What do my kids make of all this? They’re growing up in a world that appears to have split in two. Meghan Markle, now known as the Duchess of Sussex, adopted the masculine pose of the stiff upper lip as she adjusted to life in the royal spotlight. How did that work out? “I really tried,” she reports in a recently released documentary, “but I think that what that does internally is probably really damaging.”
 
Meanwhile, a 2007 Penn State study by Stephanie Shields and Leah Warner suggested that crying in men can lead to a “positive evaluation” by other people. But as Shields explained, that favorable reaction can depend on the situation. When LeBron James sobbed uncontrollably on the court after finally bringing an NBA title to Cleveland in 2016, we understood: He had overcome a decade of criticism and heartbreak and ended 52 years of his hometown’s sports misery. Tears made sense.
 
Contrast this with the story of Adam Morrison, an All-American forward for Gonzaga University who, as he began to realize his team was going to lose during the 2006 NCAA basketball tournament, openly wept in a nationally televised game. Cameras focused on his face, almost cruelly, as if judging this startling loss of decorum and forever solidifying his legacy. For some hoops fans, that’s all they remember about Morrison: “Oh yeah, the dude who cried on the court.” In sports, it seems tears are OK only when you’re a winner. Or when you indulge in what’s known as the “man cry,” a single tear that streams down a male’s face while he reveals no other emotion whatsoever.

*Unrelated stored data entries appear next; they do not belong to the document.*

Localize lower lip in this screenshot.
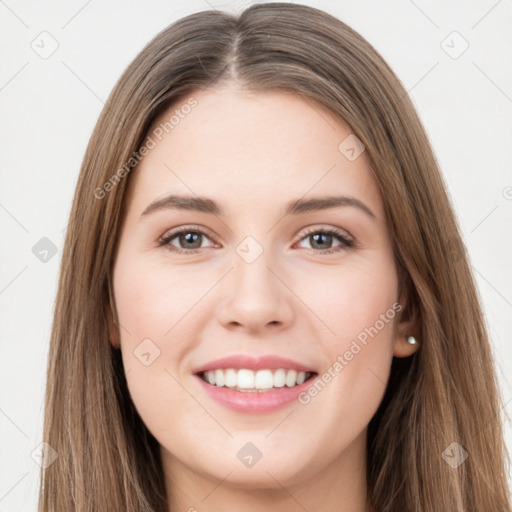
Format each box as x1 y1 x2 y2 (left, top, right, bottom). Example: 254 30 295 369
193 374 317 414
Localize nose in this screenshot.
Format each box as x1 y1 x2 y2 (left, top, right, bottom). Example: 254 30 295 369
216 245 295 333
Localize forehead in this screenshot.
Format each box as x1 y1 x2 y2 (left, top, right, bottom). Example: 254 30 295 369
125 85 383 219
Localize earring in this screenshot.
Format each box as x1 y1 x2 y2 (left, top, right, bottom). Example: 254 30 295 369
406 335 418 345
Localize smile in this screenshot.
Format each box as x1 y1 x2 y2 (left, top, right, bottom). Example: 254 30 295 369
198 368 316 392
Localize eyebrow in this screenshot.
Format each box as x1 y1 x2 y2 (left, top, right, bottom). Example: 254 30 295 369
140 194 376 220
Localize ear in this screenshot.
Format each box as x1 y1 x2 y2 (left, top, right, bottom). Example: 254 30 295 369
393 284 420 358
106 276 121 349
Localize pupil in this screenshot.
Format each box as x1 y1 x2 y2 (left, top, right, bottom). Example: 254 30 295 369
181 232 201 248
311 233 331 249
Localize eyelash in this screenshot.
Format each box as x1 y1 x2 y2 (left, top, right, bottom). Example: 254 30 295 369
158 225 355 255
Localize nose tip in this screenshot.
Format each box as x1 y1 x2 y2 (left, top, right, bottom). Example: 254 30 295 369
216 250 294 332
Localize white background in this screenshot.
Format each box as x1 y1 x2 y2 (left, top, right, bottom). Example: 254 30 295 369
1 0 511 510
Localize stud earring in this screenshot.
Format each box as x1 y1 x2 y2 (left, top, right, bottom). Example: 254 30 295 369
406 335 418 345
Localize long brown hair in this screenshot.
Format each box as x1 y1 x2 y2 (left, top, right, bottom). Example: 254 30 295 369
38 3 511 511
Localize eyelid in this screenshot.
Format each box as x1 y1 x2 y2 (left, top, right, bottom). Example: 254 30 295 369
158 223 355 254
293 225 355 253
158 224 216 246
297 224 353 243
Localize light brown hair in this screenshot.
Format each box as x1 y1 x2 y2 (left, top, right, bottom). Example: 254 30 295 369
39 3 510 511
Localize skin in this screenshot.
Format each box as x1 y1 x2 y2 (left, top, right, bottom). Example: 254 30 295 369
108 81 419 512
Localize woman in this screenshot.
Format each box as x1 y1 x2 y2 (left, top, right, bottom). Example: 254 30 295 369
38 3 511 511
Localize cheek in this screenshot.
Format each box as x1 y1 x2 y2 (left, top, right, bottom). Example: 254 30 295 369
296 257 398 424
114 268 201 446
297 256 398 351
112 248 228 433
113 250 207 347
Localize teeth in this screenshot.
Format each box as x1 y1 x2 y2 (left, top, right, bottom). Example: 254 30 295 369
214 369 225 387
225 368 237 387
285 369 297 387
254 369 273 389
274 368 286 387
201 368 312 391
237 369 255 389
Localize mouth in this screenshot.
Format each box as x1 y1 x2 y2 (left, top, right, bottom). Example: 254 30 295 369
191 354 319 413
196 368 318 393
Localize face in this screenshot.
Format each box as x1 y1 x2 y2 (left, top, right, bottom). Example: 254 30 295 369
109 82 417 497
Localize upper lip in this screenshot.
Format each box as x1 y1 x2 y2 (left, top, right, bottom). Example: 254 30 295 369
192 355 317 374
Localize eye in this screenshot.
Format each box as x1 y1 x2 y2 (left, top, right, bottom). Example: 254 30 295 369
294 226 355 255
158 225 355 255
158 225 217 254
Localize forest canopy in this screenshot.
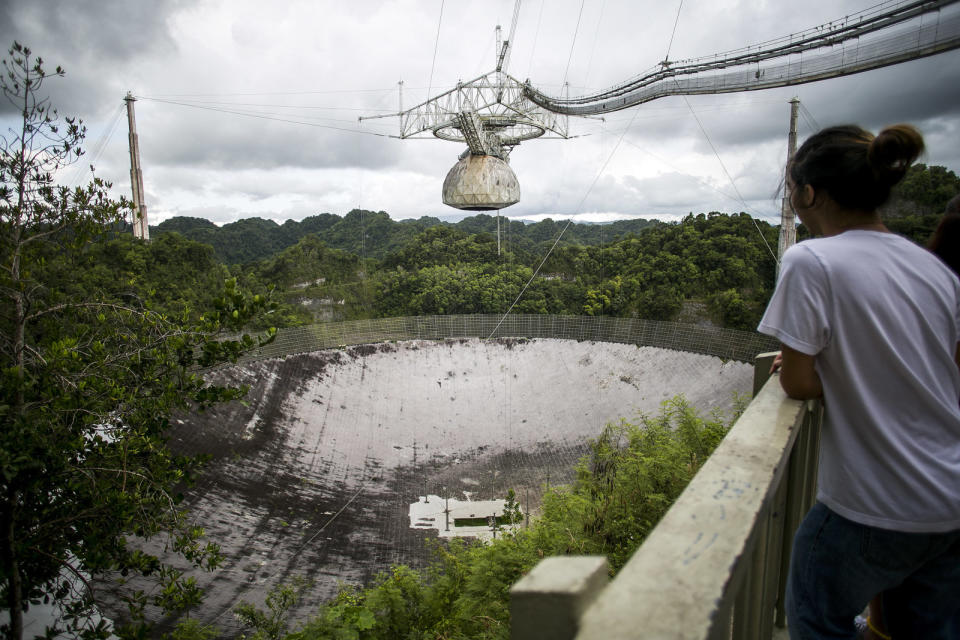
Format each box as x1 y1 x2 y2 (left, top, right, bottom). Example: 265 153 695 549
136 162 955 333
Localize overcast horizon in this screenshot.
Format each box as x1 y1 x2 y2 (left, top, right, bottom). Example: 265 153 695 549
3 0 959 228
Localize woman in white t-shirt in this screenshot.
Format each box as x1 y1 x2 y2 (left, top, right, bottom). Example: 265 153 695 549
758 124 960 639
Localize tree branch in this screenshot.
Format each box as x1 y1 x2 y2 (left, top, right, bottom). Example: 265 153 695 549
29 547 97 603
25 301 152 323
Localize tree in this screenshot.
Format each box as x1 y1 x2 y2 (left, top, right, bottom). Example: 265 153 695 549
0 43 273 639
235 577 312 640
708 289 759 331
889 163 960 216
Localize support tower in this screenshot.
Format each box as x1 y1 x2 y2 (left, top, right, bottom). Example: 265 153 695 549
777 98 800 271
125 92 149 241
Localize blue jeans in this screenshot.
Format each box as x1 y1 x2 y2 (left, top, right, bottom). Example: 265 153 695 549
786 502 960 640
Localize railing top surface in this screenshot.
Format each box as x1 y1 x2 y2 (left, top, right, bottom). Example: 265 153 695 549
572 375 811 639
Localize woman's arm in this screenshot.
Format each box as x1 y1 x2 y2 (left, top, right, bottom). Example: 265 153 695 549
779 344 823 399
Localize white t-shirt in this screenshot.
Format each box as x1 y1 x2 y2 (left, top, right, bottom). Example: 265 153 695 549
758 230 960 532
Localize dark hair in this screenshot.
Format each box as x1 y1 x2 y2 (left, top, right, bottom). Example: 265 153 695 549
789 124 924 211
929 212 960 277
946 193 960 216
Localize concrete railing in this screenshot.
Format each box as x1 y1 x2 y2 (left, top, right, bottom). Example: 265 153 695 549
510 353 823 640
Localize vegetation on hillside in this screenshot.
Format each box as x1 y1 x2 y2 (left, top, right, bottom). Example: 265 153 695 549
150 211 661 265
79 161 955 339
138 161 957 334
887 163 960 216
148 159 957 279
0 43 272 640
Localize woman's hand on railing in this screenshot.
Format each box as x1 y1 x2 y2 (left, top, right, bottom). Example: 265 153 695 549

So finally we have a tactic that makes it OK for 50 percent of the population to weep, so long as it’s laconic.
 
Back at home, as I navel-gaze about what this all means, my wife is matter-of-factly showcasing a full range of emotions for our offspring. This includes crying at everything from shaving commercials to photos of the family picking apples in 2013. That is strength and our children know it — and I’m pleased to say, all three of them cry constantly.
 
As for me, I keep waiting for the moment when I overcome years of conditioning, when real, raw emotion — not the reflexive Pavlovian response triggered by a fictional animatronic alien and a manipulative film score — boils over, and I show my children all of myself. They’re waiting, too. It’s only a matter of time. During a recent weekend in Albuquerque, one in which three generations of Rubys sat in a field at 5 a.m. to watch hot air balloons launch into the endless Southwestern sky, I asked my father about this not-crying business. “Tears were never close to the surface for me then,” he said. “I suppose I showed my emotions in other ways.”
 
But two days later, when he was saying goodbye at the airport, he pulled me in for one more hug and told me he loved me, and I saw his eyes welling up. He’s 77, so maybe there’s hope for me yet.
 
Jeff Ruby has written about his daughter Hannah and his son, Max, for The Rotarian; his daughter Avi awaits her moment in the sun.